Presos aprendem crochê na cadeia e fazem peças para SPFW, Anitta e Pabllo Vittar
O crochê é uma técnica que emancipa o artesão e o permite recriar. Uma saia comprida pode ser encurtada, uma camiseta sem manga pode ter manga, gola ou ser transformada em vestido. Ele pode, até mesmo, humanizar e trazer alguém de volta à vida.
Há quatro anos, os presos na Penitenciária II “Desembargador Adriano Marrey”, em Guarulhos, na Grande São Paulo, têm a oportunidade de frequentar um curso de crochê chamado “Ponto Certo”.
Nesta quarta-feira (22), o G1 foi até a unidade prisional e assistiu com os detentos ao desfile das peças que eles confeccionaram e que foram apresentadas em abril na última São Paulo Fashion Week (SPFW), a maior semana de moda do Brasil.
“Hoje é um dia especial, sim. Tem um pedaço de mim ali”, disse Lucas Francisco Ribeiro, de 23 anos, que está próximo de concluir sua sentença de dois anos de prisão por assalto. Ele já entrega o que produz para que a esposa venda e enxerga como um possível ofício fora da cadeia.
Detentos assistem ao desfile de modelos com peças em crochê produziadas eles na penitenciária Adriano Marrey, em Guarulhos (SP) — Foto: Marcelo Brandt/G1
Este foi o segundo ano consecutivo que as peças produzidas no projeto foram desfiladas na SPFW. A primeira coleção teve como tema o cotidiano no presídio, com peças que reproduziam uniformes e temas que faziam referência a mulheres, futebol, religiosidade e liberdade.

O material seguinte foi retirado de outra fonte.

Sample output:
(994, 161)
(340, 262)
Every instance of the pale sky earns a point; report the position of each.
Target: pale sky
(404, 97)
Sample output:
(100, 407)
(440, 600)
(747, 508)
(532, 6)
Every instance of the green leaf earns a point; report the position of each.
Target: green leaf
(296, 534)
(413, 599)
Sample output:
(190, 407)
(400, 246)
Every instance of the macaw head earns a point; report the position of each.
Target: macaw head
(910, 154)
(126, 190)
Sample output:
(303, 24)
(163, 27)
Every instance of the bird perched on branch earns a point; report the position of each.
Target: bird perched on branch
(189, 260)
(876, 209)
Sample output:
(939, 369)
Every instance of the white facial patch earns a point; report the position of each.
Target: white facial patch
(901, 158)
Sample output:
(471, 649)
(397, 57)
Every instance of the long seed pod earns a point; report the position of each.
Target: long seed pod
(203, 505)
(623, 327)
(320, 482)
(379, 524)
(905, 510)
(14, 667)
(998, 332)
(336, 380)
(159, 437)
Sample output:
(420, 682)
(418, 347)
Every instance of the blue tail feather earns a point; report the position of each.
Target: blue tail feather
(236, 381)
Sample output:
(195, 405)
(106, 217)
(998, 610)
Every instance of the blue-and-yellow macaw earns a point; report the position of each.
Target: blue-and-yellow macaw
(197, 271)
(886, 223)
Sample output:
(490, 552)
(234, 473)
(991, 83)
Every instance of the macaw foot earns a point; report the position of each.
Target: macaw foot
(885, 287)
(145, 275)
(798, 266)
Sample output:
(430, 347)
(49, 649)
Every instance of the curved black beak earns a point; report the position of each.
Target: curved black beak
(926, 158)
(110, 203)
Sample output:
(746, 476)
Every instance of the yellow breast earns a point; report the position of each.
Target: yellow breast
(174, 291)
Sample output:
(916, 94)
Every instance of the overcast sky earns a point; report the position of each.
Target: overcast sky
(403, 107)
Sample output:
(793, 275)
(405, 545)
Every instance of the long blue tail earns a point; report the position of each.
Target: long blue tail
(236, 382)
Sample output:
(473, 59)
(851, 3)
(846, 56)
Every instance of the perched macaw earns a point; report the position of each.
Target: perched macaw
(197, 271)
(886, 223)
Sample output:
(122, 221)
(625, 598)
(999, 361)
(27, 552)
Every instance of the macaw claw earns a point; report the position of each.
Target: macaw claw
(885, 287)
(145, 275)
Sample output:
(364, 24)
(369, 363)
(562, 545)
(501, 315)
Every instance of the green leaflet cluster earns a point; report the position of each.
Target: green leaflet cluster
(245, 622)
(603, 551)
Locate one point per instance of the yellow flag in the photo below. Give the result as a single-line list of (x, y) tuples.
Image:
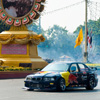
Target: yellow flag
[(79, 38)]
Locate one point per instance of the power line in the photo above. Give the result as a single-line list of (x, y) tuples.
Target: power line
[(53, 11)]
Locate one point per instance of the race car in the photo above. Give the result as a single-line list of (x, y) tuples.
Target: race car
[(62, 75)]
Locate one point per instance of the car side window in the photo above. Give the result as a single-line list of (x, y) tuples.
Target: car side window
[(73, 68), (82, 67)]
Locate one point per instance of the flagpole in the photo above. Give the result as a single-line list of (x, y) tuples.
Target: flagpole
[(86, 53)]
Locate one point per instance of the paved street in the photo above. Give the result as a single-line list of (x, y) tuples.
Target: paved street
[(11, 89)]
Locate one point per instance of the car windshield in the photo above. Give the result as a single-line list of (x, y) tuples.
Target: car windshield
[(59, 67)]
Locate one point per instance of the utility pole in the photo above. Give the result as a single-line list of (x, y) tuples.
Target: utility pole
[(86, 53), (39, 25)]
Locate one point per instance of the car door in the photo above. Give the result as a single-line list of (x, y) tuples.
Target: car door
[(75, 76), (83, 70)]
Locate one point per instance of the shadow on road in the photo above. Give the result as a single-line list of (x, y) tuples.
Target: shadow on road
[(69, 91)]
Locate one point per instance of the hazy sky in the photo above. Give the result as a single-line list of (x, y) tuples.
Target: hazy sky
[(70, 17)]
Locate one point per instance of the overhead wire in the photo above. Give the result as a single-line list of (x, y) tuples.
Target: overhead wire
[(53, 11)]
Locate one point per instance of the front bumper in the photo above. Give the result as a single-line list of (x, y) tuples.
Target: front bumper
[(40, 85)]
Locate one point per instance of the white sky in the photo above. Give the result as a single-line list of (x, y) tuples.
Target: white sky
[(70, 17)]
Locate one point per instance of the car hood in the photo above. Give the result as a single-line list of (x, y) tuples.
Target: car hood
[(44, 73)]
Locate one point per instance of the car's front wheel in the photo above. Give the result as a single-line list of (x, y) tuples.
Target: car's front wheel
[(61, 85), (30, 89), (90, 84)]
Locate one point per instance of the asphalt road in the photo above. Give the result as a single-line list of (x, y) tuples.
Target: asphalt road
[(12, 89)]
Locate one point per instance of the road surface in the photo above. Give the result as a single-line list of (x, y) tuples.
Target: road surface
[(12, 89)]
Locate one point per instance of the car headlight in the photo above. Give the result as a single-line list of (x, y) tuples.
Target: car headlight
[(48, 79), (28, 78)]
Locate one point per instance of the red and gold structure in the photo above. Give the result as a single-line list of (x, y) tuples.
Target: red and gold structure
[(18, 46)]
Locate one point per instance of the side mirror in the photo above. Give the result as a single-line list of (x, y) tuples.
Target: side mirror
[(73, 69)]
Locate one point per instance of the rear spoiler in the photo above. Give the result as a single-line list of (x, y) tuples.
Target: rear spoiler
[(95, 68)]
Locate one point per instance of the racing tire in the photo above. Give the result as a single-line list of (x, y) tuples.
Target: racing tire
[(61, 85), (91, 83)]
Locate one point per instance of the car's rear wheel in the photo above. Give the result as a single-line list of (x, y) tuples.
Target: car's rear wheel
[(61, 85), (90, 84)]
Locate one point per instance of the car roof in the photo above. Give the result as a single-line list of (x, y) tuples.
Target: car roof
[(66, 62)]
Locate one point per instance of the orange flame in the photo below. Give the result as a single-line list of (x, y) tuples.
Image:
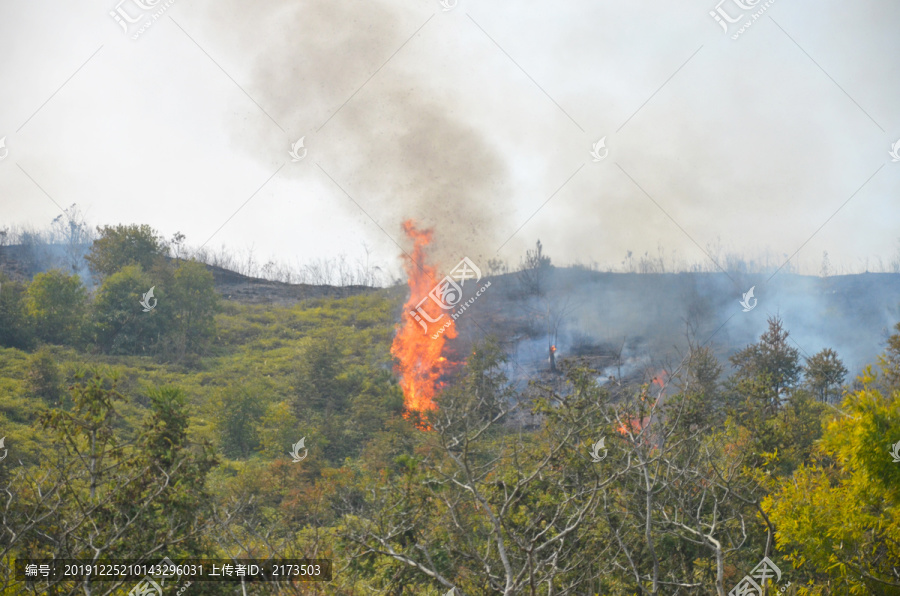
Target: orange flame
[(420, 364)]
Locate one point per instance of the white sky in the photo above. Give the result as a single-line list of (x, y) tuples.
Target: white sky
[(470, 125)]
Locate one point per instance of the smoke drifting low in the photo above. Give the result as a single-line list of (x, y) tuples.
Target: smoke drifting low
[(401, 147)]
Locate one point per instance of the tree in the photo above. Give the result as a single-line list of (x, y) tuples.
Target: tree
[(96, 497), (771, 365), (825, 373), (237, 411), (120, 324), (44, 378), (533, 271), (57, 303), (837, 516), (15, 326), (477, 506), (121, 246)]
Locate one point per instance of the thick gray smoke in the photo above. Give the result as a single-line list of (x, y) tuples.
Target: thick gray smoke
[(401, 147)]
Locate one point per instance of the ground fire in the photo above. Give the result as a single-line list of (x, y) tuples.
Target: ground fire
[(420, 357)]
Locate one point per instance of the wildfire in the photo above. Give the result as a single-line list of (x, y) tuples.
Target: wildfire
[(420, 362), (636, 425)]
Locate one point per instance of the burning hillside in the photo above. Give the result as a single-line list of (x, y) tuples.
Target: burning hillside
[(420, 355)]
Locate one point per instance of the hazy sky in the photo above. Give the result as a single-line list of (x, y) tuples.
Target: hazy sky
[(478, 120)]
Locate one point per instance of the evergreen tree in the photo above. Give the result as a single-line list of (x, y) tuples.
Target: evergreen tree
[(825, 373)]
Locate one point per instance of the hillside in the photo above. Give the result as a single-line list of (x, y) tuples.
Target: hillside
[(194, 406)]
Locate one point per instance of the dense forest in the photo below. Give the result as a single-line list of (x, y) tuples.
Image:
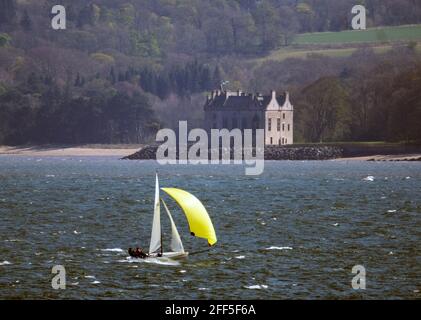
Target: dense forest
[(123, 69)]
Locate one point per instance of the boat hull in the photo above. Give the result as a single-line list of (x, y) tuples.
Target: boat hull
[(170, 255)]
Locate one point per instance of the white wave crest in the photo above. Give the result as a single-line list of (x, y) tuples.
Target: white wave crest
[(113, 250), (279, 248), (257, 287)]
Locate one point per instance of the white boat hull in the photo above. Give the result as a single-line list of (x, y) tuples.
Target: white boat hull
[(170, 255)]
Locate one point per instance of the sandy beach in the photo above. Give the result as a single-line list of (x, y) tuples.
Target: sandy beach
[(401, 157), (71, 151)]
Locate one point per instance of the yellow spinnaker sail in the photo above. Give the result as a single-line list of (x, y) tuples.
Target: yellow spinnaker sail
[(199, 221)]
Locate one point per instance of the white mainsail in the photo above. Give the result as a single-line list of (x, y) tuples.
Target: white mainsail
[(176, 244), (156, 227)]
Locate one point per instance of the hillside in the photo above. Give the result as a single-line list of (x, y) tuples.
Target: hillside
[(123, 69)]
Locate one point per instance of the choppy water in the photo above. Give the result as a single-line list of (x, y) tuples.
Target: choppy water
[(294, 232)]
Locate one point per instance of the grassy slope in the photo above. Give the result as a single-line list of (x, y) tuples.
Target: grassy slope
[(315, 43), (399, 33)]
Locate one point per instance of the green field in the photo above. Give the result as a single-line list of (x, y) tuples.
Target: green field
[(345, 43), (282, 54), (383, 34)]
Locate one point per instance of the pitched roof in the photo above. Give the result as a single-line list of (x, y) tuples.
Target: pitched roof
[(234, 100)]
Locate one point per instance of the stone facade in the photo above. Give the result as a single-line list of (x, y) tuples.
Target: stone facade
[(273, 113)]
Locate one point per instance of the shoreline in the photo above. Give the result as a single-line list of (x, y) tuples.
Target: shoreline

“Em 2018 foi incrível. Pilhou muito para que a gente continuasse. Mostrou que é verídico, que é de verdade, que não é brincadeira”, disse Fabiano Brás, 36 anos, cumprindo pena por tráfico de drogas, como a maior parte dos presos na Adriano Marrey.
O fundador e diretor da SPFW, Paulo Borges, disse que a presença do projeto no evento agrega mesmo em meio as marcas mais badaladas do país. “Os produtos criados por esse coletivo carregam uma verdade estética muito linda e falam de uma nova economia para o mundo, uma ‘economia afetiva’, capaz de transformar um indivíduo”, disse à reportagem. “Para a moda fica o exemplo de futuro possível, muito mais humano e fraterno”, continuou.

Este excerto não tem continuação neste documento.